Simulate Metallurgical Phase Transformations with the Metal Processing Module
Phase Transformations in Mechanical Components
When a material like steel undergoes heating or cooling from an elevated temperature, metallurgical phase transformations may occur. These transformations are sometimes deliberate, as part of the heat treatment of a mechanical component, or introduced inadvertently, as with welding. The metallurgical phases that are present in a component will affect its mechanical and thermal properties, and by optimizing the phase composition, you can improve the performance of a component. The Metal Processing Module, an add-on to the COMSOL Multiphysics® software, can be used to simulate metallurgical phase transformations in 3D, 2D, and 2D axisymmetric bodies.
What You Can Model with the Metal Processing Module
Steel quenching is a heat treatment process in which steel parts, heated to a fully austenitic state, are quenched. Being a multiphysics process, steel quenching involves a combination of austenite decomposition, heat transfer, and structural analysis. With the Steel Quenching multiphysics interface in the Metal Processing Module, several features are added automatically to facilitate the model setup. The interface prompts you to enter settings for the austenite, ferrite, pearlite, bainite, and martensite phases as well as the phase transformations from austenite to each of the others. Multiphysics couplings are also set up to account for the effects of latent heat and phase transformation strains.
Additionally, material properties for structural analysis can be temperature dependent and the plastic dissipation can act as a heat source in the heat transfer analysis. After running the analysis, you can examine phase compositions as well as the influence of cooling rate on the final distortions and residual stresses during quenching of a component. With these results, you gain insight into the efficacy of a certain quenchant and how the physical geometry of a component affects the attainable phase composition in its interior.
The process of carburization involves heating a steel component and exposing it to a carbon-rich environment, such as carbon monoxide. Diffusion of carbon from the surrounding environment occurs through the boundary and into the material by means of a time-dependent diffusion process. You can model this process using the Carburization interface and modify your phase transformation model data to depend on the calculated carbon content. Running carburization analyses helps ensure that the process is carried out correctly; carburization followed by quenching can produce compressive stresses at the surface of a component, which is beneficial from a fatigue standpoint.

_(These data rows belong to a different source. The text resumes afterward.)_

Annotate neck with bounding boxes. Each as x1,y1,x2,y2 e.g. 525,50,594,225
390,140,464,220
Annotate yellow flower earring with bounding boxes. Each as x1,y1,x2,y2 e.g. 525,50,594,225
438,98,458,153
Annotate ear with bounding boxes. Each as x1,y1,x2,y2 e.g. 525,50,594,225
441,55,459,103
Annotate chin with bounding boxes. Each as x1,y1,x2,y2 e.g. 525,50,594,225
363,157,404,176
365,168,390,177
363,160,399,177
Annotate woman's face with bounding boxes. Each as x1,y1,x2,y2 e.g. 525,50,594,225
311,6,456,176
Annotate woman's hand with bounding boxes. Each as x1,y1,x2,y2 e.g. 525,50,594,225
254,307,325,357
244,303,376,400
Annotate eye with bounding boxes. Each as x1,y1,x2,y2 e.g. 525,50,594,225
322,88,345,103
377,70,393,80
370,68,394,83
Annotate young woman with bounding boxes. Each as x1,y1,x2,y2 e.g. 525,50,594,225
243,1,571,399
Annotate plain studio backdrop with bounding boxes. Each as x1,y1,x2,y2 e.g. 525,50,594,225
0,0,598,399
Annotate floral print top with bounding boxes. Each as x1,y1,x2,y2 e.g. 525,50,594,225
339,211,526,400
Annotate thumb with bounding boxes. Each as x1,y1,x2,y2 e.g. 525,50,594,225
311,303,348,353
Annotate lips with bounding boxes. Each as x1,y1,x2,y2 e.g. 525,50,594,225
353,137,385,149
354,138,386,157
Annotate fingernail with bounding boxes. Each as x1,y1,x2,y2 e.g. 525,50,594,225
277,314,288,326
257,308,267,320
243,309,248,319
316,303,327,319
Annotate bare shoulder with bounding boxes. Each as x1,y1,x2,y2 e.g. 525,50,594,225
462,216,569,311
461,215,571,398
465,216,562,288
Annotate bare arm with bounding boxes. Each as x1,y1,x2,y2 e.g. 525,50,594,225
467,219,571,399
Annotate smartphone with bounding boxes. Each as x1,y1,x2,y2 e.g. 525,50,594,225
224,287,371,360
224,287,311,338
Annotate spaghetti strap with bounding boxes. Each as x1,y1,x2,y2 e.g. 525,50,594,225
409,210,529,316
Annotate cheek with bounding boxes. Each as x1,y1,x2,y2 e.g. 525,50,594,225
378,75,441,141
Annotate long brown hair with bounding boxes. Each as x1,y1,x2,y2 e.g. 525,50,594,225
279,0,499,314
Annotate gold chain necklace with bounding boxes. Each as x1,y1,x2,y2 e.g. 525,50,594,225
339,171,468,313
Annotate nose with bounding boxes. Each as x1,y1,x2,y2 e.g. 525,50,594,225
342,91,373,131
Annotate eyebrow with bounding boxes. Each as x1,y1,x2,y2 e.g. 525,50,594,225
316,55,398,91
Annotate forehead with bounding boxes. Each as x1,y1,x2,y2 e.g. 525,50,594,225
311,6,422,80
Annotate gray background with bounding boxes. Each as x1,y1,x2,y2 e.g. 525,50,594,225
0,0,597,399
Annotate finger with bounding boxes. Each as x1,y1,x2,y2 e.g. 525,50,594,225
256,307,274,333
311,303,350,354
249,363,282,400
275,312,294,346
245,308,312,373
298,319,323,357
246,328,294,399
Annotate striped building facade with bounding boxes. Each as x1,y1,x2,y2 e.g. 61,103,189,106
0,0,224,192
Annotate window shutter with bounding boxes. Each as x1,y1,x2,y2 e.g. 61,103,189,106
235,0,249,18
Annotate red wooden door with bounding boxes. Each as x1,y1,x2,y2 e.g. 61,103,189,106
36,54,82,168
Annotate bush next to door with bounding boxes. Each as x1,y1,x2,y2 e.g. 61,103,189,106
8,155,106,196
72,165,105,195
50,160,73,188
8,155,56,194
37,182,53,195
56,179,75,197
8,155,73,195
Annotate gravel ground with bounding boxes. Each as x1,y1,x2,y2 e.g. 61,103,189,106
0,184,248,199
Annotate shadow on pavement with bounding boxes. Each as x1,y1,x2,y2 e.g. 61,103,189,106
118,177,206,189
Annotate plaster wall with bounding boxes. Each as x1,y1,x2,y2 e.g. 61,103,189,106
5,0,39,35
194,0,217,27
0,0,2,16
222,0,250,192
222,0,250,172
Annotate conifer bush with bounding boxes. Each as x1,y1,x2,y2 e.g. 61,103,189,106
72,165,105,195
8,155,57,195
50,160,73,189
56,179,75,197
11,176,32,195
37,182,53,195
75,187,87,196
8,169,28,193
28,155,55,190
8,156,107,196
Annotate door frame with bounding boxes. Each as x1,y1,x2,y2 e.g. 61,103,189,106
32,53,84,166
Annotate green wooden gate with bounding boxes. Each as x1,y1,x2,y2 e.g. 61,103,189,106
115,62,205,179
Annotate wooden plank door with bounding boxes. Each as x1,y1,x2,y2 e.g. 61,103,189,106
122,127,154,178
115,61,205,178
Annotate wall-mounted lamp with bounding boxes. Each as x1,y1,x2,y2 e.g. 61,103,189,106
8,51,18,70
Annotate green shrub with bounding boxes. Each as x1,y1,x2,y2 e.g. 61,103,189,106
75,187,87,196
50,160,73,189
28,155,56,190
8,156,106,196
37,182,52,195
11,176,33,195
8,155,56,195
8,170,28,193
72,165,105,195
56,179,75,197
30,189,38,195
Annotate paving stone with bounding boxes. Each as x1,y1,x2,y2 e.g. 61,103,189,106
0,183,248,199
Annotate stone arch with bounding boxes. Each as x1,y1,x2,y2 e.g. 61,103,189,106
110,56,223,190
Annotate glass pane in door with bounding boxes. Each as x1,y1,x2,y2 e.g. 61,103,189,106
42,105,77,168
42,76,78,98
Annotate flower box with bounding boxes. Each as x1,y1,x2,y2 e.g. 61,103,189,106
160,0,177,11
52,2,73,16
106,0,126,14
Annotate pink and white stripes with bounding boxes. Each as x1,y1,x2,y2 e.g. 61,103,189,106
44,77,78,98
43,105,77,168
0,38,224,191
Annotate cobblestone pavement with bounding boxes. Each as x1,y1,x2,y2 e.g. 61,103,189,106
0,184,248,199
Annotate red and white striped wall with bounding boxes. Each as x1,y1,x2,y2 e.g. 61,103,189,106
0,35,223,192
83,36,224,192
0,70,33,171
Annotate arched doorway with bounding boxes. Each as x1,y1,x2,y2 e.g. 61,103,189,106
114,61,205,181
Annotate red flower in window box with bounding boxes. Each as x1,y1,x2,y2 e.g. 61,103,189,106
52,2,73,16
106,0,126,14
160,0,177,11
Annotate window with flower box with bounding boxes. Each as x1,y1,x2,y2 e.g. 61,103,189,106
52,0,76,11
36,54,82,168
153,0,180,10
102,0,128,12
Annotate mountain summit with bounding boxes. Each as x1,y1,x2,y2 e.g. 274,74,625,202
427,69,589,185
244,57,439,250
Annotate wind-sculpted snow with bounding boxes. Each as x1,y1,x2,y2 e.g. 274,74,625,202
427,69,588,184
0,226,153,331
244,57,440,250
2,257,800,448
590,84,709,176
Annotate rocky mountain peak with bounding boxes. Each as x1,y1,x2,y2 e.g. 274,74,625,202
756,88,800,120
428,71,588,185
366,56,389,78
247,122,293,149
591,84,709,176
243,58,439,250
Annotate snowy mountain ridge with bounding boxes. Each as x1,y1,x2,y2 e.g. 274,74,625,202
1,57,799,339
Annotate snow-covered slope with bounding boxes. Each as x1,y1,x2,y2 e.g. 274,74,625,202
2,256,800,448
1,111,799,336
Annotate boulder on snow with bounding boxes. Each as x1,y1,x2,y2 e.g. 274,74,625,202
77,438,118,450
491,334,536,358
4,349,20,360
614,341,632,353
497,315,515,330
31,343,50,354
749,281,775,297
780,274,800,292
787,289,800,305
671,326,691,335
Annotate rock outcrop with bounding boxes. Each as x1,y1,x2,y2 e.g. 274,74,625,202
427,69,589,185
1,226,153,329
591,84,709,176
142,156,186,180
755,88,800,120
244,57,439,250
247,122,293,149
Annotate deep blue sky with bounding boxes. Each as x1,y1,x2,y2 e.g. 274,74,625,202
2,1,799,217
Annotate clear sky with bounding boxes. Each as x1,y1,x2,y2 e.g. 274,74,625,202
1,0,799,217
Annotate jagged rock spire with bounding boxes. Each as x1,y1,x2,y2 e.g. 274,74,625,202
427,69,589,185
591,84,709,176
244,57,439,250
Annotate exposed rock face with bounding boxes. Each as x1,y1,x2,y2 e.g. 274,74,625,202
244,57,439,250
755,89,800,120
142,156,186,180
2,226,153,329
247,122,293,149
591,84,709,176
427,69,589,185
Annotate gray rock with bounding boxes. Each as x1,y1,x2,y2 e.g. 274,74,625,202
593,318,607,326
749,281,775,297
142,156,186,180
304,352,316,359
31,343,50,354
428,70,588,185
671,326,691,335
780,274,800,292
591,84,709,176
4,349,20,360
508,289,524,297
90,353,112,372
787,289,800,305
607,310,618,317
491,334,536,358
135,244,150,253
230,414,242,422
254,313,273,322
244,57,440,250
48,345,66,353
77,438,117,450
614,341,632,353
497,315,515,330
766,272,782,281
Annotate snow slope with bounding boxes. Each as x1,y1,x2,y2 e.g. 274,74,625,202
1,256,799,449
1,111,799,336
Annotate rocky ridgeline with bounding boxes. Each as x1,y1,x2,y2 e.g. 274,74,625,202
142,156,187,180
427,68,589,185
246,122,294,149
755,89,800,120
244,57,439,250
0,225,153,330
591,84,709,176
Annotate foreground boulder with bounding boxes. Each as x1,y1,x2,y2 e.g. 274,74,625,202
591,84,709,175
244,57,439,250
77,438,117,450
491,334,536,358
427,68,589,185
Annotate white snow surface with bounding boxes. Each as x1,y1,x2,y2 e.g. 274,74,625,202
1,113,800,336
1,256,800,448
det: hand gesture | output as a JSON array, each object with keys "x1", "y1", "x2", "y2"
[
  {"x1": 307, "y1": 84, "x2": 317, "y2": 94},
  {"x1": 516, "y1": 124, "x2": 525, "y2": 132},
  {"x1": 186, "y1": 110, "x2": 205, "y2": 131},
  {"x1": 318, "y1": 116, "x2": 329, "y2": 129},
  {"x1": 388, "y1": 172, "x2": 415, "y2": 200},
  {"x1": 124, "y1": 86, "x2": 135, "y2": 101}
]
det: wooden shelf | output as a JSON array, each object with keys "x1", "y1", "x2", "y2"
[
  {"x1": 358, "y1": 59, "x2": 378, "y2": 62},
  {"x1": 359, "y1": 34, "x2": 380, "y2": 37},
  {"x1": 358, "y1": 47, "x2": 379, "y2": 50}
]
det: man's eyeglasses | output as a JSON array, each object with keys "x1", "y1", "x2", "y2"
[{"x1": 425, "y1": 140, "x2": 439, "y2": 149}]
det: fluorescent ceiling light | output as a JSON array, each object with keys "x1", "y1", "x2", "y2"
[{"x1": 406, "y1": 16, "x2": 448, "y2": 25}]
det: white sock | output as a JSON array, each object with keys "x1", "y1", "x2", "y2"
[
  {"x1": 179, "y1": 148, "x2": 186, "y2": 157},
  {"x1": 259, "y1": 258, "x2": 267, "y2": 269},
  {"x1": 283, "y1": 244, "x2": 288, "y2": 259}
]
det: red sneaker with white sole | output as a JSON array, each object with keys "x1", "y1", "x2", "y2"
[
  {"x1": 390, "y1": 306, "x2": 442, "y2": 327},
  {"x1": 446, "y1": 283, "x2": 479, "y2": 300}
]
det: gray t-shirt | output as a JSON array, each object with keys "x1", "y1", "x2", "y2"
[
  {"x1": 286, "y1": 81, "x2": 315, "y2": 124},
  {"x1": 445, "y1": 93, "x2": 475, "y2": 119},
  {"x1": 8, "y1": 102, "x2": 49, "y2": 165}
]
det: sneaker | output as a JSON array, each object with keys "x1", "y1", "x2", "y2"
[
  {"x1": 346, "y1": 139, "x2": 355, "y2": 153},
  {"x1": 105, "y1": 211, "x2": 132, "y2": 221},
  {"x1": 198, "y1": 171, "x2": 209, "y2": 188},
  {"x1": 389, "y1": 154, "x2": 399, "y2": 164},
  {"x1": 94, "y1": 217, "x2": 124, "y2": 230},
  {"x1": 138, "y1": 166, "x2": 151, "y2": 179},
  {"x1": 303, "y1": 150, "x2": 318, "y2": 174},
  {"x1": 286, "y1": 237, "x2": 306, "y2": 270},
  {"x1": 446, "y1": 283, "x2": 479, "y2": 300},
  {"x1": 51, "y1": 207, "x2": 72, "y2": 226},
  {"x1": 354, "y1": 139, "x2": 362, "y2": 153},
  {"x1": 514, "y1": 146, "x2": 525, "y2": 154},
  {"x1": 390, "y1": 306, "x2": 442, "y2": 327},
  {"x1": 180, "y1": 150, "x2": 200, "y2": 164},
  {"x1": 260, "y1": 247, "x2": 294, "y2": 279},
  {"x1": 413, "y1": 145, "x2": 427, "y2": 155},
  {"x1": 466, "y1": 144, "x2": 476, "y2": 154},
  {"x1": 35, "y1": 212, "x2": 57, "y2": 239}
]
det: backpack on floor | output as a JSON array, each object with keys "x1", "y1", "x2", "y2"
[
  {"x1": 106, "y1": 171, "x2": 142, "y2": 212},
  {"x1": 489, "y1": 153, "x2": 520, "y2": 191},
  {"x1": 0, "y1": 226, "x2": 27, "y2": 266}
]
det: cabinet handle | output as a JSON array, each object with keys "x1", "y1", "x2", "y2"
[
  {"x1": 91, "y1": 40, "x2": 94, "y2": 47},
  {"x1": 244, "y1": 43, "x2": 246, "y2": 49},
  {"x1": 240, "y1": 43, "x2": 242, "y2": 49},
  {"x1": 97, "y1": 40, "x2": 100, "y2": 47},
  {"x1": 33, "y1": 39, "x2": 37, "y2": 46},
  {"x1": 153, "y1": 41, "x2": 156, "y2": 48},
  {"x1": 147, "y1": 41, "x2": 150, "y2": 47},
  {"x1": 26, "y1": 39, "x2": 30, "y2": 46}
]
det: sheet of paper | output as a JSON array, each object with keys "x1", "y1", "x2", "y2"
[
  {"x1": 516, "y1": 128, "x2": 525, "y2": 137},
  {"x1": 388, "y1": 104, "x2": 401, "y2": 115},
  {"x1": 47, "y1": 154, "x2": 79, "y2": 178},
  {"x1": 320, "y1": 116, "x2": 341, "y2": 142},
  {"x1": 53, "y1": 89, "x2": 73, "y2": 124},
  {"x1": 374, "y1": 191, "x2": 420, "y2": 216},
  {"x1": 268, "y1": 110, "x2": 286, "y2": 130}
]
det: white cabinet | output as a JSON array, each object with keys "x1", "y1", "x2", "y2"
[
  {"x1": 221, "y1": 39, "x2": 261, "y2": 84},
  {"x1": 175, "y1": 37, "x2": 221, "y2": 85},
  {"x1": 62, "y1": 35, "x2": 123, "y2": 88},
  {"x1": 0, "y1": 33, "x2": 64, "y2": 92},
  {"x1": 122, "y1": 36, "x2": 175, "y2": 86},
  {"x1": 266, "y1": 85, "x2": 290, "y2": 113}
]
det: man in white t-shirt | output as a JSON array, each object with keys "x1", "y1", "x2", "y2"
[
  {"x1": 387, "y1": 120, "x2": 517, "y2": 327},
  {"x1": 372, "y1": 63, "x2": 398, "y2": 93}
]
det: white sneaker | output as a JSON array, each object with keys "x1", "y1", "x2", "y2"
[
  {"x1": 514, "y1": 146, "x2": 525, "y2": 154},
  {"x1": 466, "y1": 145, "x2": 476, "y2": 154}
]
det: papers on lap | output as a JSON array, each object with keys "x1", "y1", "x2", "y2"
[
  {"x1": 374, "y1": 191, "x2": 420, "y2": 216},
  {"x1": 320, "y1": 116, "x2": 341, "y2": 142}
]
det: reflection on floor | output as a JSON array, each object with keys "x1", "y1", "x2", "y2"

Transformation-Induced Plasticity (TRIP)
Diffusive and Displacive Phase Transformations
For diffusion-controlled phase transformations, such as when austenite decomposes into ferrite, two types of phase transformation models are provided: Leblond–Devaux and Johnson–Mehl–Avrami–Kolmogorov (JMAK). For modeling displacive (diffusionless) martensitic phase transformations, the Koistinen–Marburger model is available. These phase transformation models are available through the generalized Metal Phase Transformation interface that lets you define an arbitrary number of phases and phase transformations.
Additionally, it is possible to define your own phase transformation models to use in a simulation, and experimental calibration may be necessary for a given phase transformation. It is also possible to compute common phase transformation diagrams to facilitate calibration against experimental data, such as continuous cooling transformation (CCT) and time temperature transformation (TTT) diagrams.
Stresses and strains are computed using the effective material properties of the compound material, which are generally temperature and phase-composition dependent. The elastoplastic behavior of the compound material is averaged across the individual phases. In the case where one phase is significantly harder than the others, a nonlinear weighting scheme can be used to model the effective initial yield stress of the compound material. There is a plastic recovery option for ensuring that phases appear gradually and devoid of prior plastic straining. The volume reference temperature and thermal expansion coefficient are used to compute a thermal strain tensor in each phase. The thermal strain tensors of the phases are averaged into a thermal strain of the compound material. For more advanced structural analyses, the Metal Processing Module can be combined with the Structural Mechanics Module.
The Metal Processing Module is equipped to model heat transport by using the full heat equation in the analysis. Additionally, the thermal conductivity, density, and specific heat capacity can be temperature dependent, and can even depend on the current phase composition. For example, the thermal conductivity of austenite is different from that of ferrite, and as the phase fractions evolve, so will the thermal conductivity of the compound material. For more advanced heat transfer analyses, the Metal Processing Module can be combined with the Heat Transfer Module.
Importing Material Properties
If you add the AC/DC Module, you can perform induction hardening simulations, where you use the calculated temperature field from an induction heating simulation as the input to a quenching simulation.